WORK DOCUMENTS,, circa 1940-2008

Dates

  • circa 1940-2008

Scope and Contents

Summary: Contains items relating to the creation and compilation of Miriam Schapiro's curriculum vita and biographies that were used for promotion by galleries and museums. Schapiro collected documents about her artwork, her published writings, her exhibitions, her lectures, and her residencies. Document types include articles, essays, reviews, newspaper clippings, exhibition announcements, small catalogs, various women's liberation publications, brochures and mailers, press releases, mockups of artwork, images (photographs and images taken from publications), elementary school teaching materials, greeting cards of her work, transparencies used in education, as well as treatment and condition reports.
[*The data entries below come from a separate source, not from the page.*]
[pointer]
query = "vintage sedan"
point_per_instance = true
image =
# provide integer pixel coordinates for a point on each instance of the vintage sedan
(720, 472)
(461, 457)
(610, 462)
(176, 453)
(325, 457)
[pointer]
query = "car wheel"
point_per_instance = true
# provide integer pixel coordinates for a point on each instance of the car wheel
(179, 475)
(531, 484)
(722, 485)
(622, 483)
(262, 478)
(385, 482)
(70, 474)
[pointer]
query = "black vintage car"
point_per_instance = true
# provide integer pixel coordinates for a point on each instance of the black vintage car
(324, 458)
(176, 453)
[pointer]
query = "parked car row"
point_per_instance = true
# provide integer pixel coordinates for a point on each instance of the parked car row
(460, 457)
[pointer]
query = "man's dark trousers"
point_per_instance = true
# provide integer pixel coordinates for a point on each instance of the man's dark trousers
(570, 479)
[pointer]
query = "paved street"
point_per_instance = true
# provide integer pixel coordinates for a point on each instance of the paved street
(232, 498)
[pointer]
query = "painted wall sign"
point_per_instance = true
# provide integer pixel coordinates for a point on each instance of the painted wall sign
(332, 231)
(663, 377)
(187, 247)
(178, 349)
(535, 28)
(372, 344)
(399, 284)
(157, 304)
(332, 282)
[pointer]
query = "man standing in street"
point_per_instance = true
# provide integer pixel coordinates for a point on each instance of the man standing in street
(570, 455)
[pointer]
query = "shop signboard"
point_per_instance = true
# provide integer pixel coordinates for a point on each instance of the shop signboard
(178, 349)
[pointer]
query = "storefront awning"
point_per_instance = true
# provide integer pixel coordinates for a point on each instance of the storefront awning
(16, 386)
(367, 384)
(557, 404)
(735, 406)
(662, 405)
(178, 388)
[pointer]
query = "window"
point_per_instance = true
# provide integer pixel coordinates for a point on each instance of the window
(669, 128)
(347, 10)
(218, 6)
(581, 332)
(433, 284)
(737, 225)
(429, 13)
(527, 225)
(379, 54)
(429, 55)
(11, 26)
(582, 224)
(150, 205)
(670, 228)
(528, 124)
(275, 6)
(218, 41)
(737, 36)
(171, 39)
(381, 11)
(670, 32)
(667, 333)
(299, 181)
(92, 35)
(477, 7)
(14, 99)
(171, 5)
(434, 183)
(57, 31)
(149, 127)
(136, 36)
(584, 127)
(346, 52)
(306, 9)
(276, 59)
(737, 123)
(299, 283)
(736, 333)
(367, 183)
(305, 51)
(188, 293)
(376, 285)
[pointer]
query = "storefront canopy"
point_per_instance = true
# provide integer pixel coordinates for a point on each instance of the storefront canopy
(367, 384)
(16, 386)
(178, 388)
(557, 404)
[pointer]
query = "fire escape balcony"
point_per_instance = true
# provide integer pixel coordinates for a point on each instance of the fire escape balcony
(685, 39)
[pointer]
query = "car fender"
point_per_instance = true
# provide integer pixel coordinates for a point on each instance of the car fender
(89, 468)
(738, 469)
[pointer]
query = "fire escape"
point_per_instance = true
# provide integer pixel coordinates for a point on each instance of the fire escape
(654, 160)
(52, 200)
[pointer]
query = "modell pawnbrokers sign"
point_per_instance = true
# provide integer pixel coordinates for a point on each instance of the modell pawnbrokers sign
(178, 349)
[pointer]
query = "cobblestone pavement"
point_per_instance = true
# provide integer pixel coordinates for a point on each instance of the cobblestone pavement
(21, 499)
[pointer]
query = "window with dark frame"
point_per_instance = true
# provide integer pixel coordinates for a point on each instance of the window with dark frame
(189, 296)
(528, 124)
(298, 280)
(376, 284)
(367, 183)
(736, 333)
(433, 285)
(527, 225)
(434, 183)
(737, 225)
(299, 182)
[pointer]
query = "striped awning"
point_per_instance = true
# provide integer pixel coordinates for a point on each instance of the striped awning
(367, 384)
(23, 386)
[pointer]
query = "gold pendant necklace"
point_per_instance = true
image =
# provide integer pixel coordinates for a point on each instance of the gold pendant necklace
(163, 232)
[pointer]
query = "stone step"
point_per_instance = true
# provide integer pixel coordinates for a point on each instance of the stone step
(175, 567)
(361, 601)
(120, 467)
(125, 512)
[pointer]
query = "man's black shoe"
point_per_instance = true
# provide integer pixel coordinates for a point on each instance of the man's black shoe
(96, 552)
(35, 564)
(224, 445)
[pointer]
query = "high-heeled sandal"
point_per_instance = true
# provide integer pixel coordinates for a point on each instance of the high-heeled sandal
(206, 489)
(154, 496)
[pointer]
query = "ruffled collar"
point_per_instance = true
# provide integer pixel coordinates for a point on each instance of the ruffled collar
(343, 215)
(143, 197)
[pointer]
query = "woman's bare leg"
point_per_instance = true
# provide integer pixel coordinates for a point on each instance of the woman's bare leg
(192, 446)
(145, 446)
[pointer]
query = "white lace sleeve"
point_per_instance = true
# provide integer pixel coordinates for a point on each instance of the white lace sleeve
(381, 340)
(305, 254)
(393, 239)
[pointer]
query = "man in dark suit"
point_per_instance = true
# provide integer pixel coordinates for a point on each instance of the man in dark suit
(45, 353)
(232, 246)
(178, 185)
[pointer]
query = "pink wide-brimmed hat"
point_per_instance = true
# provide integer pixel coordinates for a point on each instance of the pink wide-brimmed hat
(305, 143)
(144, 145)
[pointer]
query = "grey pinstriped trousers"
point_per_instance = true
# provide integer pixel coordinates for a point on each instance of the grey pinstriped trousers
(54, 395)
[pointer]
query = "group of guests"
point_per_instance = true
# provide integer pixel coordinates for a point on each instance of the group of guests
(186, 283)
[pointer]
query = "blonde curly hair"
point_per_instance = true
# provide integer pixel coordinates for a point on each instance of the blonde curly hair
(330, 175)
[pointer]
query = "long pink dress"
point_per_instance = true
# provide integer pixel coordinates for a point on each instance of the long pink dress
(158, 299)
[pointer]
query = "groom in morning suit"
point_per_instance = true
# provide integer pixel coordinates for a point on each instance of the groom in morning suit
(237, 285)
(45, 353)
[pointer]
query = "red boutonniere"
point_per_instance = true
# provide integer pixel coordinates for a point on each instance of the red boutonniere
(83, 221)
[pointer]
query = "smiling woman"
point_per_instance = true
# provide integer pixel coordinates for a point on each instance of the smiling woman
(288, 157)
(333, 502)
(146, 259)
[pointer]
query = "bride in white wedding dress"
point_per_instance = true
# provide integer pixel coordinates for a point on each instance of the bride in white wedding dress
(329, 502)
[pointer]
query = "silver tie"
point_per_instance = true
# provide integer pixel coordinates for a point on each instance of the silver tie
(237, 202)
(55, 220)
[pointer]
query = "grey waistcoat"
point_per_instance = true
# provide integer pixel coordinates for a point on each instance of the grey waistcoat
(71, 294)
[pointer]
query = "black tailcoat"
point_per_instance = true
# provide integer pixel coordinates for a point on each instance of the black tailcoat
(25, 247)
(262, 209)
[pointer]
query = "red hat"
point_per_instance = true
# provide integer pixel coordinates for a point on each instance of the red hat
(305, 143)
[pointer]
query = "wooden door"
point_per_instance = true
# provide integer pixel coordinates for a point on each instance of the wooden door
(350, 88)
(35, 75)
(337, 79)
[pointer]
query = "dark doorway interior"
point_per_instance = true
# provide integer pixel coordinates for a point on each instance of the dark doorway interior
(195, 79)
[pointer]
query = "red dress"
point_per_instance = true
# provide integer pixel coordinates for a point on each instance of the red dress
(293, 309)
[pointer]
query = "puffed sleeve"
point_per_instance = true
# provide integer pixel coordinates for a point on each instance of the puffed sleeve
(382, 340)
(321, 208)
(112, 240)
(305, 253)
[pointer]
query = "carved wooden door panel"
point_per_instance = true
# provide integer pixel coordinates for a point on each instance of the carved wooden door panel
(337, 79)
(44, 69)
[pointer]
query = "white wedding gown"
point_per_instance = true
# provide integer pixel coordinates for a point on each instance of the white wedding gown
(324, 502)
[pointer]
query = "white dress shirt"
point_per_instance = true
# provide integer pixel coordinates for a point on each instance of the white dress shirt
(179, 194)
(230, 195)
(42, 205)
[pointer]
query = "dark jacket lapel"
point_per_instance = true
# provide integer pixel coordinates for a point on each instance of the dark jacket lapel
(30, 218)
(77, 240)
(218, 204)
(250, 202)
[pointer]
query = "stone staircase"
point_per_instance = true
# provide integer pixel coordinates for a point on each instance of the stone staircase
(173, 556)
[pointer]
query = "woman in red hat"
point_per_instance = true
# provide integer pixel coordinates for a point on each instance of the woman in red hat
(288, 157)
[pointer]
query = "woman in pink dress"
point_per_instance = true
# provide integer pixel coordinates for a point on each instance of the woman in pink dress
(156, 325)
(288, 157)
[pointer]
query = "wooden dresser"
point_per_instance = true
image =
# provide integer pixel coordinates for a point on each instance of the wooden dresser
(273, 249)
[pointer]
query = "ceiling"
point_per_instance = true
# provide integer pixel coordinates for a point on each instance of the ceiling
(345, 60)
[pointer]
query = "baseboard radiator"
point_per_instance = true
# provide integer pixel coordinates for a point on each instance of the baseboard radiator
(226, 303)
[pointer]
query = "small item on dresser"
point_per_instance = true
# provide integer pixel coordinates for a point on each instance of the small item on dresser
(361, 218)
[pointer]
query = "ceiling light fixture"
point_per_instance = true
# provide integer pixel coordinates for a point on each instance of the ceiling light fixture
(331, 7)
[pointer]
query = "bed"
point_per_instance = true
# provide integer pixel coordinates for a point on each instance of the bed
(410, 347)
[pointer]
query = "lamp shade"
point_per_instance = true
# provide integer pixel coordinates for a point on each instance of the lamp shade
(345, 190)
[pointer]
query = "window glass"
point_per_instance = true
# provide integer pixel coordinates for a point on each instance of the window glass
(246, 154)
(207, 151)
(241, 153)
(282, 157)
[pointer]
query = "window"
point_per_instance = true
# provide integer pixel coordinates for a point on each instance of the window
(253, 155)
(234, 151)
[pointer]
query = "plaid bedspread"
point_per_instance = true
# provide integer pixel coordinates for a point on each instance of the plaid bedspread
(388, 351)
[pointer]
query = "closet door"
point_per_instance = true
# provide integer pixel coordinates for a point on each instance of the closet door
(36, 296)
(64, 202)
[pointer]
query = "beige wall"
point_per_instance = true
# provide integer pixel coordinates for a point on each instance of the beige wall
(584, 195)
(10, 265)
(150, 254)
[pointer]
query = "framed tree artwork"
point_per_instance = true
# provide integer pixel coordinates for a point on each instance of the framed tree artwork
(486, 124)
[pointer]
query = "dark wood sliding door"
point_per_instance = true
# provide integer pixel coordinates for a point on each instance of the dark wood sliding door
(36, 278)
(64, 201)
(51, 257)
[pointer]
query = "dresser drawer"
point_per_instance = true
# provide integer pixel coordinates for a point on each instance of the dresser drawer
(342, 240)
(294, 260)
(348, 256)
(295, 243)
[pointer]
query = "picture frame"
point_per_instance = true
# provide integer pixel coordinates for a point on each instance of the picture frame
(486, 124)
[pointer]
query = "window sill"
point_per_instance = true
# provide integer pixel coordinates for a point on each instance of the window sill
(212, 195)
Digital files are composed of PDFs.

Additional Work Document material can be found in SCRAPBOOKS, and the Appendix.

Language of Materials

From the Collection:

English, French, German, Japanese, and Spanish

Physical Description

(13 cubic feet and 461 KB, 9.5 record center cartons, 3 newspaper boxes, 1 map drawer with 22 folders, and 9 digital files.)

Arrangement

Arrangement: Following original order the series is arranged chronologically by year. The 1940s, 1950s, and 1960s are grouped into decades and/or five year groups due to the small amount of material. Within each year/grouping the items are separated by type. Within each type, items are organized chronologically. Documents from the 1930s were removed seeing as they pertained to her education, and placed in BIOGRAPHICAL. Artist Inventories were originally housed in small binders. They were removed from the binders, but the names of the folders align themselves to the original order. Photographs were kept with the description for clarity. Oversized materials were physically separated into appropriate storage and are listed at the end of the series for clarity. Digital files are also listed at the end of the series for clarity.

General

Appraisal and Discard Information: For this series, Schapiro kept a large quantity of duplicate materials. Rare and significant materials were all kept, while other duplicates were weeded out to leave 3-5 copies of each item. Materials in this series arrived with a strong musty odor. Items that were photocopies (newspaper articles) were re-photocopied and the originals were discarded. Other items went through a deodorizing process and were ultimately placed in micro-chamber folders.